What would make you think a place was happy? How friendly people are, how pretty a place is? A year long study into London has observed different factors in the capital and defined the places that are happiest. If someone smiles at you, does that make a place happy? How about if they barge past you on the pavement?
Fulham and Parsons Green came out on top. Crystal Palace, Dulwich Village, Barnes and Upper Norwood were also judged to be happy. Tooting, which is nearby, was counted as one of the most miserable, along with Gray’s Inn, Bloomsbury. Mile End, Whitechapel, Walworth and Elephant and Castle. Using a map like a weather forecast, the researchers plotted the happiness of different areas across London.
The researchers took numerous different factors into consideration, from body language, everyday acts of aggression on the street, facial expressions, laughter and bad driving. They calculated the scores of so called “micro-interactions” between strangers.
The study was designed to map well-being and revealed that the way we live can have a major impact on our lives. London is often seen as a vast sprawling mini city but in truth its neighbourhoods can be very different.

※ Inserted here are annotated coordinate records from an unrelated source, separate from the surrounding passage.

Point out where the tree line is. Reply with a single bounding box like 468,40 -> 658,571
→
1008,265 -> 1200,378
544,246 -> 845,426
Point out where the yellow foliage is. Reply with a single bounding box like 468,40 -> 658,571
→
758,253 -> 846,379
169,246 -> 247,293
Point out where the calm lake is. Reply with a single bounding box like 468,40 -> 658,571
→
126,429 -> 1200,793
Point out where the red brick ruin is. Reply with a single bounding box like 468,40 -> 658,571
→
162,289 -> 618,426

The science behind happy cities is one that is becoming increasingly important to planners and city leaders. In Bogota there is a Mayor of Happiness. There researchers have been keen to point out urban design as a major factor in defining how happy a city is. Social capital, defined as the social interactions and networks that keep people going, are seen as vitally important in terms of ensuring people are happy in a city. People who are connected are widely believed to be happier; they sleep better, describe themselves as happy and often live longer.

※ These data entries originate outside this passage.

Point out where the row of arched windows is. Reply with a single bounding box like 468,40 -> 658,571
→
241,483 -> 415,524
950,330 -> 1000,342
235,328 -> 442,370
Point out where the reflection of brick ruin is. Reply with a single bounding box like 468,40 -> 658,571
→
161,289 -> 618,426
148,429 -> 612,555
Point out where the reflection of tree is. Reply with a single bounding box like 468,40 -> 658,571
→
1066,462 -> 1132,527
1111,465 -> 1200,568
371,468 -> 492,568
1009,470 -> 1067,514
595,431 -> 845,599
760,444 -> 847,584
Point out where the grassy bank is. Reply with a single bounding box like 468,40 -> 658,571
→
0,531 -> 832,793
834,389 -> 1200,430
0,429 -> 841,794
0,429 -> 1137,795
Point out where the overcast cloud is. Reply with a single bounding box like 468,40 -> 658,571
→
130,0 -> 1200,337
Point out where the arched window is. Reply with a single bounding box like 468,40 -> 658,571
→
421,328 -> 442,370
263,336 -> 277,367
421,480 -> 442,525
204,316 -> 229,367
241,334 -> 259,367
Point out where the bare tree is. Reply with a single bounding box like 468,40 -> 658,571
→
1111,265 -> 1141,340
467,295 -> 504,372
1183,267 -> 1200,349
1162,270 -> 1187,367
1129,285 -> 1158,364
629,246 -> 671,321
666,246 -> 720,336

By contrast, a Swedish study found that people who have a 45 minute commute are much more likely to divorce. People living in what’s called “monofunctional” or suburban car dependent neighbourhoods are less trusting than those who walk everywhere. Neighbourhoods should be mixed with plenty of places to shop, use services, work and interact.

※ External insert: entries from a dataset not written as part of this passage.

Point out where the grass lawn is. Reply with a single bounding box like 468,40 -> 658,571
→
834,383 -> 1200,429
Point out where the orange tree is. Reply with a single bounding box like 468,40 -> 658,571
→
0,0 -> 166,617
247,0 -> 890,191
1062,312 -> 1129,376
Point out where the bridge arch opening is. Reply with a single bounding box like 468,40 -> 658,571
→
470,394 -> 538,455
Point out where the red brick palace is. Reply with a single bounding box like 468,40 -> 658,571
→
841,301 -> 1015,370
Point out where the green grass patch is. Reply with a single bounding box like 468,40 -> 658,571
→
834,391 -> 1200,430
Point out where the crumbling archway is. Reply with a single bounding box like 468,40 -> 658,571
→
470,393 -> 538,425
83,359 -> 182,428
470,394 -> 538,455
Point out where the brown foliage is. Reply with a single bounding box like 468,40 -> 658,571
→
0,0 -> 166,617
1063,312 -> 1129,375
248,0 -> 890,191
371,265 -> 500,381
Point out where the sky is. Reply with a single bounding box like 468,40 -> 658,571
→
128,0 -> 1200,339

London is a large city with a vast sprawling metropolis. The study showed that London has various small neighbourhoods where people are found to be happy. Clarendon sees relocatees and business workers coming to the capital to stay for extended periods of time in a serviced apartment. The happiness of an area will affect their visit and it makes sense to be able to promote a neighbourhood as being happy. However it would also make sense to discover why a place is happy and measure those factors so that the warm glow can spread across the whole of London, not just in pockets.